As expected, the journey is hard and fraught with peril, mostly from rogue outlanders and bloodthirsty tribes. Of the latter, the gray-painted Seal People are the worst, and definitely to be avoided. Esca takes point as they encounter various villagers; these are his homelands. Marcus holds back during each conversation, wondering what is being said in these foreign tongues. And so the search moves forward, if only fitfully.
Those seeking historical accuracy or any deeper meaning to this tale must settle for meager fare, although it is interesting to contemplate the notion that the Romans felt they had “conquered” any of this land, or its various nomadic tribes and villages. Camping out in a well-guarded fort in one location hardly counts as “controlling” the entire surrounding countryside, and the Romans, dependent on such distant supply lines, seem like they’re only fooling themselves. But Brock’s script never delves that deeply into such matters; it’s no more than a simple quest saga with two men against many.
Tatum’s bland Marcus becomes even less of a presence once Esca shows up; Bell is a much better actor, and his expressive face conveys the wealth of conflicting emotions that we’d expect from a man under such circumstances. Tatum, in great contrast, merely looks wooden and stone-faced.
Tahar Rahim is suitably malevolent as the prince of the Seal People, and Mark Strong brings a bit of life to his performance as Guern, a Roman warrior who turns up under unexpected circumstances. The story has no female characters whatsoever, aside from brief glimpses of ragged villagers.
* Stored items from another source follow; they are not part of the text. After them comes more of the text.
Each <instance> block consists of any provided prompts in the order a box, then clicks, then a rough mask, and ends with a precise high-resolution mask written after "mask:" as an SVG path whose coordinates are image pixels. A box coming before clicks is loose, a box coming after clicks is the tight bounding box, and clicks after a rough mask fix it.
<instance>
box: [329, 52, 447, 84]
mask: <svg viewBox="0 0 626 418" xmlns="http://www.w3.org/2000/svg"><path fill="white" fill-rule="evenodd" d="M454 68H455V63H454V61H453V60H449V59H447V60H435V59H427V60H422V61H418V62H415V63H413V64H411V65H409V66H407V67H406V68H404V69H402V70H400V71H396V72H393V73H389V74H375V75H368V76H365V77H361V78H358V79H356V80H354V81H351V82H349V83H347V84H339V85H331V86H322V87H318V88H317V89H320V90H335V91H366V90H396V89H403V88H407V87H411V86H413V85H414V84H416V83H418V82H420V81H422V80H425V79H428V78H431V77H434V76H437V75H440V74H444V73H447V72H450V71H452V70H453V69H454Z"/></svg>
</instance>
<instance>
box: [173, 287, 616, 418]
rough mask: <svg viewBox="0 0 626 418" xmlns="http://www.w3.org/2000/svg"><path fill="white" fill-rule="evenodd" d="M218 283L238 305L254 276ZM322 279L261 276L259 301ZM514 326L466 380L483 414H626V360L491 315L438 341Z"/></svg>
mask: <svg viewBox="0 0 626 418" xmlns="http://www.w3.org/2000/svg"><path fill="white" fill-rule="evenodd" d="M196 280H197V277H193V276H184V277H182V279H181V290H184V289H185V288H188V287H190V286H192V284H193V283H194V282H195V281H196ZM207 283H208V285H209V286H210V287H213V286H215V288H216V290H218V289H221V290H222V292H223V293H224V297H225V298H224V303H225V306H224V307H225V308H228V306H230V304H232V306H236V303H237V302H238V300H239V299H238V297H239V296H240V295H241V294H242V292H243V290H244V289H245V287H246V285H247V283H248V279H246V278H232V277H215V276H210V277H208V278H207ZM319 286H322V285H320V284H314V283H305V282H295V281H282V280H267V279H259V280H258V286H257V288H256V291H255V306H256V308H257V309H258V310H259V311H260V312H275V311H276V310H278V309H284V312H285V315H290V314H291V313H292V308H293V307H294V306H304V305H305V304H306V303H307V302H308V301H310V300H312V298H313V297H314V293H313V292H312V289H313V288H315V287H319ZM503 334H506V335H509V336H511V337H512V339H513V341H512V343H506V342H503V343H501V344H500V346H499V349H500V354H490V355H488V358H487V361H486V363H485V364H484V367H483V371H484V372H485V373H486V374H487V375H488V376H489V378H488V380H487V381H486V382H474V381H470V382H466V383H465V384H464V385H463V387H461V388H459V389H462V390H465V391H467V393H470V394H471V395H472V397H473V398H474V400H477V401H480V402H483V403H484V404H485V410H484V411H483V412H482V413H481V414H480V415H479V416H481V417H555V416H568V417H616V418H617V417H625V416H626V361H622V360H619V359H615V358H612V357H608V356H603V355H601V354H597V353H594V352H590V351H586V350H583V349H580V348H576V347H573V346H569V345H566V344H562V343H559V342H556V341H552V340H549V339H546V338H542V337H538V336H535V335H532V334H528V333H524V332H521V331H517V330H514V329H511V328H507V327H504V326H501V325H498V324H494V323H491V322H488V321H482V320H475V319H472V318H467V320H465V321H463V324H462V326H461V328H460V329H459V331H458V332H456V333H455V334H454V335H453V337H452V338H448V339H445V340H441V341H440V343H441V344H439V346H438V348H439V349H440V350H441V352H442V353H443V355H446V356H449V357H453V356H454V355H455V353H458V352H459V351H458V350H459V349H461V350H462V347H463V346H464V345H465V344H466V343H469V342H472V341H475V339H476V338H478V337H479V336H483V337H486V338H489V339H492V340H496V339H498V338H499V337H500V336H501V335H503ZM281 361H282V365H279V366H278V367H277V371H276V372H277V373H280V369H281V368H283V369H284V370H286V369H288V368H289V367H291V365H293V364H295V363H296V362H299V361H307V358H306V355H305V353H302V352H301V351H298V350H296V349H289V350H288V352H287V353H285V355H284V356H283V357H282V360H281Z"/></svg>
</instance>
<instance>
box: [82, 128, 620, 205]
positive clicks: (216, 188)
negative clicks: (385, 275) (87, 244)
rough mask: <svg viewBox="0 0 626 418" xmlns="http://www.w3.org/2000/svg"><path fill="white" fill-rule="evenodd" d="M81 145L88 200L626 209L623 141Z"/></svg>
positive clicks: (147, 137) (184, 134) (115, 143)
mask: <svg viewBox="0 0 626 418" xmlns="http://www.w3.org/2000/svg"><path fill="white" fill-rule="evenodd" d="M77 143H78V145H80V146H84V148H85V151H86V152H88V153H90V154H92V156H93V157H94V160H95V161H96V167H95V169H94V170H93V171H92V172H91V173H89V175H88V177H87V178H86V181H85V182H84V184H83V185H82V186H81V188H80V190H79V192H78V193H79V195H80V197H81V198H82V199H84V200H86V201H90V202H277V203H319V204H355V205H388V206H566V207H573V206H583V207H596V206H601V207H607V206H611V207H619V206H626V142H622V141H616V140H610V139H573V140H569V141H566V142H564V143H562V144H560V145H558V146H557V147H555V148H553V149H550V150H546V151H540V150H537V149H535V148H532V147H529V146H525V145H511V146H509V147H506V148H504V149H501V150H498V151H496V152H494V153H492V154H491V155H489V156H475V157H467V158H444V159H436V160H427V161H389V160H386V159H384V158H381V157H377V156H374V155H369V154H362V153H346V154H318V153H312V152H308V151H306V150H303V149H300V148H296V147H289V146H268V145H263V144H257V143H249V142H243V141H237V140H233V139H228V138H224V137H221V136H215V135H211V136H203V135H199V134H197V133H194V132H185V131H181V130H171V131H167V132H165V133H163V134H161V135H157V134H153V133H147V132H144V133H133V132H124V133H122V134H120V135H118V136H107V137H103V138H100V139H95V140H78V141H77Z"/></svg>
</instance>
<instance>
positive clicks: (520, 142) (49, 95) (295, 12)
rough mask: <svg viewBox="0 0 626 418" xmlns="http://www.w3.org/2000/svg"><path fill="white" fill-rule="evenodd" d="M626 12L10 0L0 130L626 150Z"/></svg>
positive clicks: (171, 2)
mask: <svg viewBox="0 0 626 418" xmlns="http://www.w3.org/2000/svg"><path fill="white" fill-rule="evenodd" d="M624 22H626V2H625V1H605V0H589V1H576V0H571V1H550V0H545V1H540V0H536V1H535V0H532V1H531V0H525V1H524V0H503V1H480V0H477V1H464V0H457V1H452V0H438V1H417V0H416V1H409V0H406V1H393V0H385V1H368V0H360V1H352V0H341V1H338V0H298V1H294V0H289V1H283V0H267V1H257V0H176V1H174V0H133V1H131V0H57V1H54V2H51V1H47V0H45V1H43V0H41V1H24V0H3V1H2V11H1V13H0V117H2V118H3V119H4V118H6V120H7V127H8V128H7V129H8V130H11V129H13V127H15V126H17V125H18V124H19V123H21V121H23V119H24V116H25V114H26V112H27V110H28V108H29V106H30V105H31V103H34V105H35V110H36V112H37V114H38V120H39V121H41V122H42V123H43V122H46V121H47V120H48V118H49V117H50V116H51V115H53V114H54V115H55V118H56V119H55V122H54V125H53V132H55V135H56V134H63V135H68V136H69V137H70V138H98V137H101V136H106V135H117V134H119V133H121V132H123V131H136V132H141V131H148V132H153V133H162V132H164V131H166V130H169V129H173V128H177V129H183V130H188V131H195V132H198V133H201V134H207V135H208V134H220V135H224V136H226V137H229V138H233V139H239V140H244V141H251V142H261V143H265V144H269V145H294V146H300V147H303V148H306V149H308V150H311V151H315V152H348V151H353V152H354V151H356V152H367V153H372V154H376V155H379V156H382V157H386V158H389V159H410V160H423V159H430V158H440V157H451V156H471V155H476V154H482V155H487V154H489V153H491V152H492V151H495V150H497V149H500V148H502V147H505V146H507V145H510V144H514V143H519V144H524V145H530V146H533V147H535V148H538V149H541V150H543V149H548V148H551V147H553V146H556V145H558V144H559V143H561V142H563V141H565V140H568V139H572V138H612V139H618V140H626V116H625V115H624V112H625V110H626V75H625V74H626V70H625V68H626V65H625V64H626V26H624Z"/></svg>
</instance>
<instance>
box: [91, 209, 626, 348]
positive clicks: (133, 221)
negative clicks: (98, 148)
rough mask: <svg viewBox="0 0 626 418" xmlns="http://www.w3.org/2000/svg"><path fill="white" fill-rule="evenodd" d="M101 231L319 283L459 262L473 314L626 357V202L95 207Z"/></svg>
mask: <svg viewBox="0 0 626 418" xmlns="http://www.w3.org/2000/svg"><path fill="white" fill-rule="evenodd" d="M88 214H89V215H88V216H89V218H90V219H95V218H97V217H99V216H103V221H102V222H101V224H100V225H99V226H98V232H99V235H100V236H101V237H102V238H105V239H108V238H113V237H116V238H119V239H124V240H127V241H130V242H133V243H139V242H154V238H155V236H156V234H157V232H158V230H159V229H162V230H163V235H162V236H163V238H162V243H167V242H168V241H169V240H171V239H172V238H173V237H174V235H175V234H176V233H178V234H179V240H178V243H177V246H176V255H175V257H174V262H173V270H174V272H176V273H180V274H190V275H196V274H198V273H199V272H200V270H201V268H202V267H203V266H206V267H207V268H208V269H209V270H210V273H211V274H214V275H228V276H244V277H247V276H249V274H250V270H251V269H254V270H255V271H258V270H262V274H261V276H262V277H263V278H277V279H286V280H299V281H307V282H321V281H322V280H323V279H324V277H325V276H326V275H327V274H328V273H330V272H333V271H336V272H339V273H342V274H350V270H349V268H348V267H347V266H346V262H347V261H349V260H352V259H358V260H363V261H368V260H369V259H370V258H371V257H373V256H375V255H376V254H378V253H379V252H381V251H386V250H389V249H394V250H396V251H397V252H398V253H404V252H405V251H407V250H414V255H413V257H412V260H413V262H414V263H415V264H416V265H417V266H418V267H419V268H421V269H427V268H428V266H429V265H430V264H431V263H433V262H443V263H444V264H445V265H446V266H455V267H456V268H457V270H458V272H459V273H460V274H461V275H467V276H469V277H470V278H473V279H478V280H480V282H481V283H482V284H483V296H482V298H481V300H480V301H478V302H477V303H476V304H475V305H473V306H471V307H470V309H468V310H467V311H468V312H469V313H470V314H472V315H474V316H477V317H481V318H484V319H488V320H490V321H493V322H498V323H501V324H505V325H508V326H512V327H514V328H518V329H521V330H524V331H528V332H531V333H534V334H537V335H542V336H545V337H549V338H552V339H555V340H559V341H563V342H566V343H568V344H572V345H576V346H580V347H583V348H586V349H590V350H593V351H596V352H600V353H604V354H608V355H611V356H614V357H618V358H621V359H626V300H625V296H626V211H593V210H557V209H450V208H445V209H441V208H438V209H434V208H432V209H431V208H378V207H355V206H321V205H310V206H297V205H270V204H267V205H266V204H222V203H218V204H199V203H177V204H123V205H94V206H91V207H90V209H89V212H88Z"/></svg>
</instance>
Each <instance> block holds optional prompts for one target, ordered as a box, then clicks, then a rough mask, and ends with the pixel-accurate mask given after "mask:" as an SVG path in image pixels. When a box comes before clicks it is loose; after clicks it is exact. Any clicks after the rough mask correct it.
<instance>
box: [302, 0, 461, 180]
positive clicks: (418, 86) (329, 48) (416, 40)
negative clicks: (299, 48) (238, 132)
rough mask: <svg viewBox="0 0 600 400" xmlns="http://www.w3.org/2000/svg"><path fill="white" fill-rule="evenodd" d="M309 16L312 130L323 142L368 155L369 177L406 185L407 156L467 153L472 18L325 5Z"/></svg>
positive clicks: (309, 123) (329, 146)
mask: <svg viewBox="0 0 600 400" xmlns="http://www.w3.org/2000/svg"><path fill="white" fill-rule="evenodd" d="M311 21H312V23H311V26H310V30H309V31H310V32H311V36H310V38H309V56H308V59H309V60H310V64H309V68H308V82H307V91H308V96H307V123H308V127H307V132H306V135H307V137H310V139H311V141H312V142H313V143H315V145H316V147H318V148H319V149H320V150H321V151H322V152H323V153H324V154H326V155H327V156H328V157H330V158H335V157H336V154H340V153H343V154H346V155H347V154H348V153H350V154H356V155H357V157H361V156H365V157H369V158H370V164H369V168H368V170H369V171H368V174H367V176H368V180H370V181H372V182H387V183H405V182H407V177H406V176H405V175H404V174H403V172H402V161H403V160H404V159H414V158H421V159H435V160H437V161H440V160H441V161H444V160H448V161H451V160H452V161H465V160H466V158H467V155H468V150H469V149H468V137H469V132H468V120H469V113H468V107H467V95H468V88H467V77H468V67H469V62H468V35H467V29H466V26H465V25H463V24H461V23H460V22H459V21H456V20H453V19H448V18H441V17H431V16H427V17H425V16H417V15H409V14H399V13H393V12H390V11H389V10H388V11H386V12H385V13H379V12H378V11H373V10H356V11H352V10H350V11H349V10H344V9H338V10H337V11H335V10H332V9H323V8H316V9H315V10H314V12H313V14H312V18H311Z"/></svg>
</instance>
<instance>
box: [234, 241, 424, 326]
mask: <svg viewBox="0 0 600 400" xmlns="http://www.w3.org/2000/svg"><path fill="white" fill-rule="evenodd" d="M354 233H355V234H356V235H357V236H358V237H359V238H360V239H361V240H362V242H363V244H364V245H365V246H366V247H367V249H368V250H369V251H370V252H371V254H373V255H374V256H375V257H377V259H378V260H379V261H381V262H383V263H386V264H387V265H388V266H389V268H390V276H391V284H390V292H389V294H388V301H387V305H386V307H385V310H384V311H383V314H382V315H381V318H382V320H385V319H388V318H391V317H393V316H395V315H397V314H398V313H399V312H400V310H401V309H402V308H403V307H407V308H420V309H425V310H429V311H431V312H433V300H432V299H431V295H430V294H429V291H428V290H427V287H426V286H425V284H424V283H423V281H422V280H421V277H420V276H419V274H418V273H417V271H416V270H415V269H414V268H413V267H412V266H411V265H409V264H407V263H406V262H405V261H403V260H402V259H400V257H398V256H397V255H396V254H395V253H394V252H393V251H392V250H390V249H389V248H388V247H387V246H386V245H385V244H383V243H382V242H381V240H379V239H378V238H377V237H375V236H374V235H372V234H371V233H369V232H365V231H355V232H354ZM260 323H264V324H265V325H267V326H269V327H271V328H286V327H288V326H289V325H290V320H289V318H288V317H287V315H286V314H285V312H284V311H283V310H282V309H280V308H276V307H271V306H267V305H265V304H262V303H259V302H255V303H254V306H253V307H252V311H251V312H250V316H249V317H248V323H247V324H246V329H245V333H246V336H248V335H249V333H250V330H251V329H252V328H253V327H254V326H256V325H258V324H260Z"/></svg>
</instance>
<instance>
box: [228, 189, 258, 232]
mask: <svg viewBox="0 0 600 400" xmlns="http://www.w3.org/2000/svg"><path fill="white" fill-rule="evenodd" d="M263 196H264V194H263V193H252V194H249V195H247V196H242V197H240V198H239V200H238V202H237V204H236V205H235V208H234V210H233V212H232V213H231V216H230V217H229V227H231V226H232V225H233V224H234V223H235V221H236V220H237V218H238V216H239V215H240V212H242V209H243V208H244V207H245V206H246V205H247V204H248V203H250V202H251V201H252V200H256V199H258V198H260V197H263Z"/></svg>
The setting feels reasonably authentic, with the rugged Hungarian countryside outside Budapest standing in for the unspoiled lands of second century Britain. The many grimy extras look convincing in costume designer Michael O’Connor’s various outfits, although one motley set of rag garments looks very much like the next.
Aside from their poor staging, the various battle scenes are further compromised by the filmmakers’ obvious desire to win a family-friendly PG-13 rating. I’m no advocate of gore for the sheer sake of it, but if one goes through the motions of slitting throats and hacking off heads, it seems an obvious cheat to keep cutting away or resorting to clumsily concealing camera angles. Macdonald would have been better off accepting an R rating, and allowing his skirmishes to look more authentic.
Ultimately, I can’t help feeling that Macdonald has no sense of this genre. He’s obviously more comfortable with the documentary-style character drama of his much better films: The Last King of Scotland and State of Play. The former brought star Forest Whitaker a well-deserved Academy Award, which suggests that Macdonald can, in fact, shape a compelling performance from a good actor. I guess he didn’t have much to work with here.
The Eagle simply doesn’t soar. Although a modestly engaging time-filler for those seeking uninvolving big-screen entertainment, it’ll be forgotten long before this decade is out.